The Importance of Response-Codes

by Charles Miller on January 18, 2004

One of the less visible improvements that was made to Javablogs over the New Year was an extensive refactoring of the component that retrieves and parses RSS feeds. Aside from the important task of... well... making it work reliably, we made it do a few useful things like update feed and site URLs automatically when they move.

Anyway, we encountered one problem with a certain blog host that will remain nameless. Actually, we encountered two problems, but the fact that half the time it would hang indefinitely when asked to serve a feed isn't relevant to this rant.

The problem lay with what happened when you tried to retrieve the RSS feed of a blog that no longer exists. This unnamed blog host redirects you to a nice HTML page that tells you the blog isn't there any more. From a human useability perspective, this is fine.

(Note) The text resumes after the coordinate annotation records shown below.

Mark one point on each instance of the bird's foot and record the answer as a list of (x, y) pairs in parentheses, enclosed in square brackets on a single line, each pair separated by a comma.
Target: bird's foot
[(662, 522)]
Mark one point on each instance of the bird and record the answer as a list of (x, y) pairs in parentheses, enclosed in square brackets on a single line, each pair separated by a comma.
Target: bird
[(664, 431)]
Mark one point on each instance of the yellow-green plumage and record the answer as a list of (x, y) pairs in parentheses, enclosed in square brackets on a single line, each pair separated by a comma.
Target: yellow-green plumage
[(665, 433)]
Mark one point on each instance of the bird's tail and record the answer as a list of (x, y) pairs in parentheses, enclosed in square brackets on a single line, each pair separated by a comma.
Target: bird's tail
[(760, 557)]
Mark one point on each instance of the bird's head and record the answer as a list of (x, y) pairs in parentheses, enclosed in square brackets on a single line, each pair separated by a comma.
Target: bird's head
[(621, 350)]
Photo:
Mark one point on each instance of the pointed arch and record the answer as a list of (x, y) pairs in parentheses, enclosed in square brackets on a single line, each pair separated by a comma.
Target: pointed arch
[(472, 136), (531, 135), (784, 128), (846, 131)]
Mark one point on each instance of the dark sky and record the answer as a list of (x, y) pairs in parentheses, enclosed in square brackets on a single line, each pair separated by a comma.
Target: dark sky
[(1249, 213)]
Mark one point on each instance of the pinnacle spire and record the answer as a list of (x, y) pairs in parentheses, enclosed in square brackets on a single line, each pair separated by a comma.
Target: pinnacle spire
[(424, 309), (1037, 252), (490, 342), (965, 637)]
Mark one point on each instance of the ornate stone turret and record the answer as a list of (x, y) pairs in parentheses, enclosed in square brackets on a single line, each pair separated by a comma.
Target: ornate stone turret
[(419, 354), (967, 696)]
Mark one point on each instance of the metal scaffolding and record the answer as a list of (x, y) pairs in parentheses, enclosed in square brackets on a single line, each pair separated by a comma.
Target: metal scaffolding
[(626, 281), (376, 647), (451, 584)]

From the point of view of a bot, though, it sucks.

The RSS reader expects to find an XML document at the given URL. Instead it gets HTML back, which causes the poor little XML parser to shit itself. Sure, we could check the Content-type, but nobody gives a meaningful content-type for RSS anyway so that would just cause more problems. Regardless, it's still a fundamental misrepresentation of the real error: the document isn't the wrong type, it's not there any more.

HTTP already has a perfectly good way to tell any agent a resource isn't there any more. It's called the 410 response-code. 410 means "Gone". The resource used to be there. It isn't any more. We don't know where else it might be. Deal. If our bot got a 410 response-code, it would know categorically that it shouldn't bother to check that RSS feed again, because it's gone for good.

Well it could, but it wouldn't because we never bothered to program that bit. Nobody actually uses the 410 response-code. But even the somewhat less accurate "404 Not Found" response would be more useful than sending us back a redirect to a deceptive "200 OK" and then dumping the wrong document in our laps1.

HTTP has a bunch of useful response codes. It's even got a few that nobody's worked out how to use yet, like "402 Payment Required". As web application developers, we should be familiar with the codes and use them when they are appropriate. It makes our applications more friendly to any clients that may want to visit them, whether they have human eyes or not.

The only caveat is related to Internet Explorer. IE is traditionally very unfriendly to any page that is served up as an error. It assumes that any error page below a certain length can't possibly contain enough information to explain to the user what really went wrong. If it finds a too-short error page, it will replace it with the standard Internet Explorer error page, which still completely fails to explain to the user what really went wrong, but uses much more words to do it.

If you find you're getting that problem with IE, just pad your page with a few hundred characters of <!-- HTML comment --> until your own page appears once more.

1 The bot doesn't stop checking 404'd feeds entirely. The web being what it is, pages vanish temporarily all the time. It does, however, check for them less often the longer they're not there.